Hier die dazugehörige Pressemitteilung der Virginia Institute of Marine Science vom 24. Februar 2016:
Study predicts salt marshes will persist despite rising seas
Traditional assessment methods overestimate vulnerability
A new study in Nature Climate Change contends that traditional assessment methods overestimate the vulnerability of salt marshes to sea-level rise because they don’t fully account for processes that allow the marshes to grow vertically and migrate landward as water levels increase.
The persistence of salt marshes despite rising seas would be a rare bit of good news for coastal ecosystems, which are under threat from a host of factors including nutrient pollution, invasive species, and development. Healthy marshes buffer coasts from storms, improve water quality, provide habitat for commercial fisheries, and help fight global warming by trapping carbon. Lead author Matt Kirwan, a professor at the Virginia Institute of Marine Science, says “Catastrophic predictions of marsh loss appear alarming, but they stem from simple models that don’t simulate the dynamic feedbacks that allow marshes to adapt not only to present rates of sea-level rise but the accelerated rates predicted for coming decades. Marsh soils actually build much faster as marshes become more flooded.”

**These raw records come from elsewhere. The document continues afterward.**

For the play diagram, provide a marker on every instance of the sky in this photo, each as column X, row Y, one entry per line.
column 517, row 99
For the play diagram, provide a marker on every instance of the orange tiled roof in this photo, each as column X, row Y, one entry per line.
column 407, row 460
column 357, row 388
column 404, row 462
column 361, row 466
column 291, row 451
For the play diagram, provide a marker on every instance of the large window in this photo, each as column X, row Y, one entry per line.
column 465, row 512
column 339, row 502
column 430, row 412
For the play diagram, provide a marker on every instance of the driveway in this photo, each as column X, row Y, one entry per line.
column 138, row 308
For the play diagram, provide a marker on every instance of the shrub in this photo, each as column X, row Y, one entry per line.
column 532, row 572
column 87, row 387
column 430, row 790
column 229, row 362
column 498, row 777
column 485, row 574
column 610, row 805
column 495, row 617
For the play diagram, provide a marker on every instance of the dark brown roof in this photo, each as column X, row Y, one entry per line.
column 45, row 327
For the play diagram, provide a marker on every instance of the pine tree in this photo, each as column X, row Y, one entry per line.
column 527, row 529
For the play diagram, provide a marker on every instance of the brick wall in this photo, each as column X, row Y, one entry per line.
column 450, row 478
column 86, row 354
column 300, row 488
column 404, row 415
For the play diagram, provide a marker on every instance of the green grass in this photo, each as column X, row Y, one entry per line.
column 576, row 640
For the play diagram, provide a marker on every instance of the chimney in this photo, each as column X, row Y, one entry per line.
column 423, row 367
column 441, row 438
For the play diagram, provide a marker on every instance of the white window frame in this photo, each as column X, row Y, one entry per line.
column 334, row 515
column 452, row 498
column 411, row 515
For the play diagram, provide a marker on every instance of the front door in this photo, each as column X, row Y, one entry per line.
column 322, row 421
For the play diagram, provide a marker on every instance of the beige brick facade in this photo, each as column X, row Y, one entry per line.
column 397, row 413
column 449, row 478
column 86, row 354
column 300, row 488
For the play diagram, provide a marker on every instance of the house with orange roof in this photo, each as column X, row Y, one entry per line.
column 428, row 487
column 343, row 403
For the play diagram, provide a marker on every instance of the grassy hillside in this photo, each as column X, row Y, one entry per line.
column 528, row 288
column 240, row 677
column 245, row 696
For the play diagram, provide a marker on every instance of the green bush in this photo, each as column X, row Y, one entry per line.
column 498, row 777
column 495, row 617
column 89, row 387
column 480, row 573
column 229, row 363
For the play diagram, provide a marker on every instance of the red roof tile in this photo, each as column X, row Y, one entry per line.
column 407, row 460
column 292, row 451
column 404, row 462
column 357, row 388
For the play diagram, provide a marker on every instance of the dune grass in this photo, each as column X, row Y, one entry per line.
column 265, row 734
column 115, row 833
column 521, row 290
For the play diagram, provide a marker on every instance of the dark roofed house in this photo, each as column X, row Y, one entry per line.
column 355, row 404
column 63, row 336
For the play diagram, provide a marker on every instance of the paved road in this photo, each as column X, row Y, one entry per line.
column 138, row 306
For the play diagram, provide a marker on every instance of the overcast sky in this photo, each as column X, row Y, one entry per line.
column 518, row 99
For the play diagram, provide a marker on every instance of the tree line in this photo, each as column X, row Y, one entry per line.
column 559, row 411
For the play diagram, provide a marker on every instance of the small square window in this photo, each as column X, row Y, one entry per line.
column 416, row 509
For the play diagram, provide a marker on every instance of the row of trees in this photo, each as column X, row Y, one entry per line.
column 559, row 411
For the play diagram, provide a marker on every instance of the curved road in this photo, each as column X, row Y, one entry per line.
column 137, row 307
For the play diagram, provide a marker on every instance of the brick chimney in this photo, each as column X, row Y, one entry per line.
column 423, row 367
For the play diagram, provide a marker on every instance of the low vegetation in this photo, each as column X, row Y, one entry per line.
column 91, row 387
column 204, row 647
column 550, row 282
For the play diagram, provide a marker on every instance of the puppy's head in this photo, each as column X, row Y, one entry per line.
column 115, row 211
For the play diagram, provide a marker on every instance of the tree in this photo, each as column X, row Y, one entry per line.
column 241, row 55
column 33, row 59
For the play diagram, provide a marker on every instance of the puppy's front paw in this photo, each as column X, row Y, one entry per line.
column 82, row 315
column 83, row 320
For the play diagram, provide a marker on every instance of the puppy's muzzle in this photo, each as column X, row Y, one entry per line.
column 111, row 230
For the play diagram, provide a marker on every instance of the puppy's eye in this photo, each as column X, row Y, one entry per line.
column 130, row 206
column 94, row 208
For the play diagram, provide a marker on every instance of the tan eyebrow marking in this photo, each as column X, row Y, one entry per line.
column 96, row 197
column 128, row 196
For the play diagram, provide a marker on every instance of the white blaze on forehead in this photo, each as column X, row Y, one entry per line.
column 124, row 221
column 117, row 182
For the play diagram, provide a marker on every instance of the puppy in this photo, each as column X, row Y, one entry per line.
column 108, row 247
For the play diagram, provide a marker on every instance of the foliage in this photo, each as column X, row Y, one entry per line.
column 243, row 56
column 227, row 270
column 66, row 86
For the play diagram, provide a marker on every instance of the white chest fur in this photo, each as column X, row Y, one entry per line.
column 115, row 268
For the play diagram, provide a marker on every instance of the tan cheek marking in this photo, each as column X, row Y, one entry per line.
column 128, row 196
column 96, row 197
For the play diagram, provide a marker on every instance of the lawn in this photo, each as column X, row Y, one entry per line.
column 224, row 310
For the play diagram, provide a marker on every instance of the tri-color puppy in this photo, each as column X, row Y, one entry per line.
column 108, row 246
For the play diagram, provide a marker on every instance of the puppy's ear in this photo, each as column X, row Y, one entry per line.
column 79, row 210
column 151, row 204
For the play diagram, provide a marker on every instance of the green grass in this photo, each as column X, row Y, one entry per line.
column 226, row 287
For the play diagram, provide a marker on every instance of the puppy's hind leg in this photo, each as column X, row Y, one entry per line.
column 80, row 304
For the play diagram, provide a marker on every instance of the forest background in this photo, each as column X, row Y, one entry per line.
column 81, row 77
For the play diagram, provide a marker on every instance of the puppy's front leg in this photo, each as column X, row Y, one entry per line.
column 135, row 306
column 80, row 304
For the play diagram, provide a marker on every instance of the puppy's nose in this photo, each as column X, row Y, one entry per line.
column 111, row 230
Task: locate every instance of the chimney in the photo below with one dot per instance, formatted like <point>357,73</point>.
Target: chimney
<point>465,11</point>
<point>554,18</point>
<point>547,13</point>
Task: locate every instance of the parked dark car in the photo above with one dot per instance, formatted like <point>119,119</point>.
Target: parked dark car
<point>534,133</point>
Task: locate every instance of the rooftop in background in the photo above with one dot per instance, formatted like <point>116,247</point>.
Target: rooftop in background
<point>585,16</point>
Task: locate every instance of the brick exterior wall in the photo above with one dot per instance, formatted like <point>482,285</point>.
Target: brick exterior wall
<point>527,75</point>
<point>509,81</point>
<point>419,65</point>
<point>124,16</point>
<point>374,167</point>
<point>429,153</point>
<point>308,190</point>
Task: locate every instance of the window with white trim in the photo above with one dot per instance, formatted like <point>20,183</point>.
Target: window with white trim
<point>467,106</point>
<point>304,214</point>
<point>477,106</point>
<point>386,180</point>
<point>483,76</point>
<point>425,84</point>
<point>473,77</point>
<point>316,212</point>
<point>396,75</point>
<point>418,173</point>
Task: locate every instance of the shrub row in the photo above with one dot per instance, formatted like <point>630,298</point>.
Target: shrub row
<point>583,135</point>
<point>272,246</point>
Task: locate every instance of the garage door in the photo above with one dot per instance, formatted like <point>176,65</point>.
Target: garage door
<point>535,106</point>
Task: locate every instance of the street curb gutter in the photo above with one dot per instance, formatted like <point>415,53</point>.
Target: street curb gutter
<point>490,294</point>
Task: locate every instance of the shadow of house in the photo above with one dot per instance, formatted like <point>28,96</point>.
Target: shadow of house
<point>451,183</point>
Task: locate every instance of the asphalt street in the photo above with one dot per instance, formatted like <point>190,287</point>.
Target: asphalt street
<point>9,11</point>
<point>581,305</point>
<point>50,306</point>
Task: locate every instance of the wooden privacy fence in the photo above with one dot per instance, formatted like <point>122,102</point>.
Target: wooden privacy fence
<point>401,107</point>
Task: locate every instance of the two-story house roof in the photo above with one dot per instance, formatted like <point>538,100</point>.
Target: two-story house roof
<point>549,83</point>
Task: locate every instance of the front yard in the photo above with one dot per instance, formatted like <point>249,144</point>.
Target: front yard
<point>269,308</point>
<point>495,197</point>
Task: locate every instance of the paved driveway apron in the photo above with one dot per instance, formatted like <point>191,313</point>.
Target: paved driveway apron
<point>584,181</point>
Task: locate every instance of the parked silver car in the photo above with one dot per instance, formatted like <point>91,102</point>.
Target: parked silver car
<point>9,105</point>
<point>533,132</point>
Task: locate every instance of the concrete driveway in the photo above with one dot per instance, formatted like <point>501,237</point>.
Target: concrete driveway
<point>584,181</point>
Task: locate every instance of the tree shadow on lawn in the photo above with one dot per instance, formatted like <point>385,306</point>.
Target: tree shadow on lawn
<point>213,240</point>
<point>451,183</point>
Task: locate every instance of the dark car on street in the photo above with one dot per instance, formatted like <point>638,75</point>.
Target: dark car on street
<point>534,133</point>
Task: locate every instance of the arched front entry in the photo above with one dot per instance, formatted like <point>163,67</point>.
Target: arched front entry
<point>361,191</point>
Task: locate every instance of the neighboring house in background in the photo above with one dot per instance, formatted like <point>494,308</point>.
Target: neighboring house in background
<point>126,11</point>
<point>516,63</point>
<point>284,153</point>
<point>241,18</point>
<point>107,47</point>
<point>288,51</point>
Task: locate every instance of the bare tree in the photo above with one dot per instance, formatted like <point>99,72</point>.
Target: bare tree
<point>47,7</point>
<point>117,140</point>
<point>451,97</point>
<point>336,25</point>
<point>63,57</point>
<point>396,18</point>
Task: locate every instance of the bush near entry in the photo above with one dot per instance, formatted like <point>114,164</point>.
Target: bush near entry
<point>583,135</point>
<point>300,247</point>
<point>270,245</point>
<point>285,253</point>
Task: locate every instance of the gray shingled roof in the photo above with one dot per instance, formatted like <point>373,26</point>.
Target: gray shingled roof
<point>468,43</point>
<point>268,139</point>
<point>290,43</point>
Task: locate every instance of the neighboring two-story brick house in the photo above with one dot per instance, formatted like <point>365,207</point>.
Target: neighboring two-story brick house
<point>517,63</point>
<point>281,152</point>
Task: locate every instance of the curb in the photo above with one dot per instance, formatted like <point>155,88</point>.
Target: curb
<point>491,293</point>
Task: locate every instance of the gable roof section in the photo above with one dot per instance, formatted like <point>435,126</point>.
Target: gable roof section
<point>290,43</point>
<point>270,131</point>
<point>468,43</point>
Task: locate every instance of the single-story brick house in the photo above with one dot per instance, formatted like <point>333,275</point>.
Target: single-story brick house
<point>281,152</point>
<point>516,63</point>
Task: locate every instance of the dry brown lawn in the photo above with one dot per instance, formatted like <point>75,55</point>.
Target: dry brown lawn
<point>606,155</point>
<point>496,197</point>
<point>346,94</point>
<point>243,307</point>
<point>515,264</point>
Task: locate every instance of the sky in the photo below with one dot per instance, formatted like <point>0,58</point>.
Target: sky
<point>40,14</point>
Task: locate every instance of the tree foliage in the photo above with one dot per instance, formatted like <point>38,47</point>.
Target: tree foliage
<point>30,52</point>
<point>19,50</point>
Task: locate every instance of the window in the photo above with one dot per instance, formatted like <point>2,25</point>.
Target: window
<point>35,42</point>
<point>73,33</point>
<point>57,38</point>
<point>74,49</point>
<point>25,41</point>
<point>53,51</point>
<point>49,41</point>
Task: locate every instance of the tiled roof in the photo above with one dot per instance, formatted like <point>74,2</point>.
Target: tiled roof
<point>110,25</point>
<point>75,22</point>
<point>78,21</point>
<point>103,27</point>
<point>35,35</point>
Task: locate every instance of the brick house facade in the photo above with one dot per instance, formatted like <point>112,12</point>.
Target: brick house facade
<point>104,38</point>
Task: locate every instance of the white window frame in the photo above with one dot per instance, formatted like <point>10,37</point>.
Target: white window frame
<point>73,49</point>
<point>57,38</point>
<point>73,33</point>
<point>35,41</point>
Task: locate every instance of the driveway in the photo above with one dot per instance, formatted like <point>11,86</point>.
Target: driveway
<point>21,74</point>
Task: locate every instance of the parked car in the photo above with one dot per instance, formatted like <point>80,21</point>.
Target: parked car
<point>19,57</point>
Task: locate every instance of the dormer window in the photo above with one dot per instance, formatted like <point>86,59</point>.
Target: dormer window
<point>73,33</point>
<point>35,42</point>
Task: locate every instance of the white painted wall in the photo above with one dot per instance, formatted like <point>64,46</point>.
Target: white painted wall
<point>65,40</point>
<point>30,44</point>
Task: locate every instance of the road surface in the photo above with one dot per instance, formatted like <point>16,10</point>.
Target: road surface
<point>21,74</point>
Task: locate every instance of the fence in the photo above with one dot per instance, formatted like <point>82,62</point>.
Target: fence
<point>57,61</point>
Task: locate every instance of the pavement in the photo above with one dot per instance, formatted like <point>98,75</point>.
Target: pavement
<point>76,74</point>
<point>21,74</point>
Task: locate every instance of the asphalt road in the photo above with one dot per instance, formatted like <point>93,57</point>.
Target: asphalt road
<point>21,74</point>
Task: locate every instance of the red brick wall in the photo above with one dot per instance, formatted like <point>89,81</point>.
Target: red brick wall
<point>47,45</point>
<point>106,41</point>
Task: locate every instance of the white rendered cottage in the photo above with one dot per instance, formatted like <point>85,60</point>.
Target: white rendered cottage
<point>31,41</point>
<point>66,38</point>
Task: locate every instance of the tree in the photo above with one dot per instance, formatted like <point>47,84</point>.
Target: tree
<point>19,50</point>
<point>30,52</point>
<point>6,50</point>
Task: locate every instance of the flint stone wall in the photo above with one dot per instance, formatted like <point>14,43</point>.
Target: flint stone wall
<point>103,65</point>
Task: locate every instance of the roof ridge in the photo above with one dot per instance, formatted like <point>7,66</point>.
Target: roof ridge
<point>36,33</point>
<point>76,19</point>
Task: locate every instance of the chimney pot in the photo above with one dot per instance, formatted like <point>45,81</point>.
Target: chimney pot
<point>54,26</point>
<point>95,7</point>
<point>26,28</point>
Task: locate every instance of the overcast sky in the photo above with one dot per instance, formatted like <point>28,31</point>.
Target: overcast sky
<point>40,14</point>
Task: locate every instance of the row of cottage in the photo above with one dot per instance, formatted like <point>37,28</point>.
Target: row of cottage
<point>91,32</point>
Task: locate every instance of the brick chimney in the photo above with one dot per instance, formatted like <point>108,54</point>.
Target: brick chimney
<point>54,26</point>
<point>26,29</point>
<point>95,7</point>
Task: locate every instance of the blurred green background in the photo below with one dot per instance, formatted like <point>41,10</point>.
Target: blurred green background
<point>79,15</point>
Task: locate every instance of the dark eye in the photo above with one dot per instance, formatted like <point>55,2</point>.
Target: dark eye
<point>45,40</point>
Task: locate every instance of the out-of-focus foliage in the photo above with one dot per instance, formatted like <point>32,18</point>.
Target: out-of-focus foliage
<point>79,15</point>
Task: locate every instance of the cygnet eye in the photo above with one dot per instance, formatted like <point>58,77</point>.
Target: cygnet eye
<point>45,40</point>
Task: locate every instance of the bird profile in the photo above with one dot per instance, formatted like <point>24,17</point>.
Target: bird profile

More frequent flooding carries more mud into the marsh and also encourages the growth of several common marsh plants. Together, these processes raise the marsh soil in concert with rising waters. By not accounting for these feedbacks, Kirwan and his co-authors argue, traditional assessments greatly underestimate marsh resilience. Joining Kirwan on the study were Stijn Temmerman of the University of Antwerpen, Emily Skeehan of VIMS, Glenn Guntenspergen of the U.S. Geological Survey, and Sergio Fagherazzi of Boston University. The team conducted their study by compiling and re-analyzing 179 previously published records of change in marsh elevation from sites in North America and Europe. “Our study shows that soil accretion rates more than double as marshes become more flooded, suggesting a strong ability for marshes to survive accelerations in sea-level rise,” says Kirwan.
“The most common models greatly overestimate marsh vulnerability to sea-level rise,” adds Guntenspergen. “These models assume that marshes rise, but only at a rate equal to recent measurements of marsh accretion. This approach leads inevitably to marsh drowning, and predictions that most tidal wetlands will be inundated by the end of the current century.” The researchers say the few models that do incorporate dynamic feedbacks indicate that marshes can generally survive 10 to 50 millimeters of sea-level rise per year. That far exceeds current annual rates of about 3 millimeters of globally averaged sea-level rise, and mostly exceeds even the higher-end rates of 8 to 17 millimeters per year predicted by U.N. climate scientists for 2100.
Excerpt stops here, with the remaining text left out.